Because DNA is unique to an individual, we can use DNA fingerprinting to match genetic information with the person it came from. The restriction fragment length polymorphism technique (RFLP) "cuts" out genes which are likely to be differentiating factors using restriction enzymes. Are separated by size using gel electrophoresis. The pattern formed will be particularly unique because there is more variability in the genes examined.
When I first started college that's when DNA fingerprinting started entering the popular knowledge base and people were talking of this DNA technology that could be used to identify people and was considered almost a magical thing. In fact a friend of mine who is an English major he was very confident that he knew exactly what DNA fingerprinting was. I remember him explaining to somebody else it was if you left a fingerprint a Scientist could pick up a bit of your fingerprint put it into a pitridish and grow an entire new copy of you and then look at your clone's face and identify you that way.
Unfortunately that's not how it works, it's a little bit more complicated and a little bit less complicated more on the less complicated side.
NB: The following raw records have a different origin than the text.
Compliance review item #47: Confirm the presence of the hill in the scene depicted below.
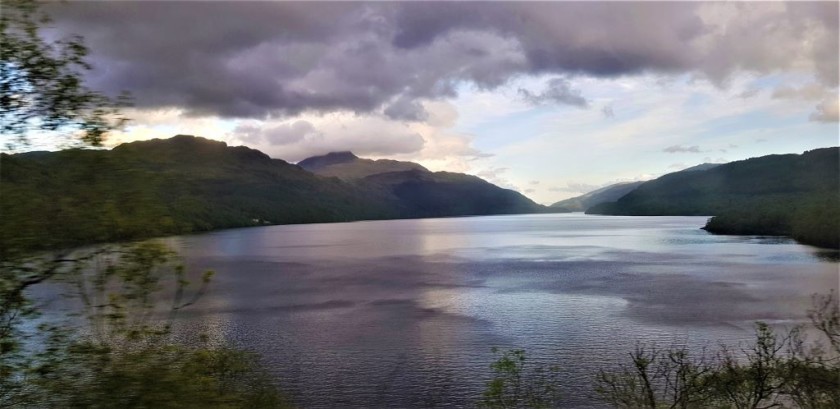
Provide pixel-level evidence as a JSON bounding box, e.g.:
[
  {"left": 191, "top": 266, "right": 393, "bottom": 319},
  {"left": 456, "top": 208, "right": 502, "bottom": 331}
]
[
  {"left": 587, "top": 148, "right": 840, "bottom": 248},
  {"left": 0, "top": 135, "right": 537, "bottom": 255},
  {"left": 549, "top": 182, "right": 643, "bottom": 212},
  {"left": 298, "top": 152, "right": 546, "bottom": 217},
  {"left": 298, "top": 151, "right": 428, "bottom": 180}
]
There's two big kinds of DNA fingerprinting one is called PCR, the one I'm going to talk about right now is called the RFLP that's a really long, sorry there's a really short version of the actual name which is Restriction Fragment Length Polymorphism but the basic idea of DNA fingerprinting no matter if it's RFLP or PCR is that you're examining DNA using in this case RFLP and a measurement tool called Gel Electrophoresis to do that DNA examination. So if we take a look at this Restriction Fragment Length Polymorphism this gigantic title what does that mean? Well there's something about fragments and the lengths, now a restriction fragment is something that is created when a special kind of cutting enzyme called a restriction enzyme cuts the DNA poly is a root word that many of you know it means many, morph means shape or form and so a polymorphism means that you see different sizes or shapes in the length of people's DNA fragments. So the basic idea of RFLP is that you're using those restriction enzymes, specialized enzymes that cut DNA at highly specific sequences to cut up DNA into different lengths.
Each person because our DNA is different from one individual to the next will wind up creating a different pattern of fragment lengths. And then you use this process called Gel Electrophoresis. What's that? Well Gel Electrophoresis uses a kind of Gel typically agarose which looks kind of like jello without any food diet added to it and you run an electric current through it. Now DNA has a negative charge so it's forced from the negative side towards the positive side by this electric field and the smaller pieces of DNA can wine their way through the gel a lot faster than the larger pieces. Let's take a look at this PowerPoint slide here and we can get a better idea hopefully of how this RFLP restriction fragment length polymorphism works.
Let's suppose we have sample one and sample two, these are two different sources of DNA. Now I have a restriction enzyme that looks for the sequence GAATC and so it goes along this DNA and goes GAATC and cuts it right there. It keeps going doesn't find that sequence again. In sample one going on the other strand remember DNA strands are anti parallel they move in opposite directions a restriction enzyme comes along this strand goes GATTC and cuts it there. What that winds up giving me is this fragment here which is shortish and this fragment here which is longish. Now sample two comes from somebody else with a different sequence at that particular site instead of GAATC they have GTATC and the restriction enzyme goes along and says GTA never mind and ignores it and similarly GAT and ignores it.
Alright so sample two's DNA winds up not being cut so it's very long, we take our sample one DNA put it into a hole or well in the gel take sample's two DNA puts it I there and then assuming that we have a large enough sample because you cannot see one DNA molecule you need several million DNA molecules all together in order to be able to actually see it with naked eye. So we put our sample of DNA from person number one into this well, we put our sample of DNA from person number two in that well then we set up our electric currents so this side of the gel is negatively charged repelling the DNA this side here is positively charged attracting the DNA and the DNA strand will start to move through.
Now because we have in sample two's well a whole bunch of identical DNA molecules that are large, they have a hard time lumbering through this obstacle course. Whereas in sample one, we have a sample of two different kinds of DNA fragments, the short guys who zipped, and this larger guys who lumber through not quite as fast as speedy Gonzales down here so kind of to there. Then we turn off the current and then we can add special stains that make the DNA visible and then we can see our pattern. And you could use this in back in the 80s and 90s that were using this kind of patterns to identify suspects. It has also been used a lot in doing some of the initial mapping work on the human genon project and in standard research. Also during genetic engineering when you're having to cut DNA this is a very simple and quick way to determine whether or not you're successful.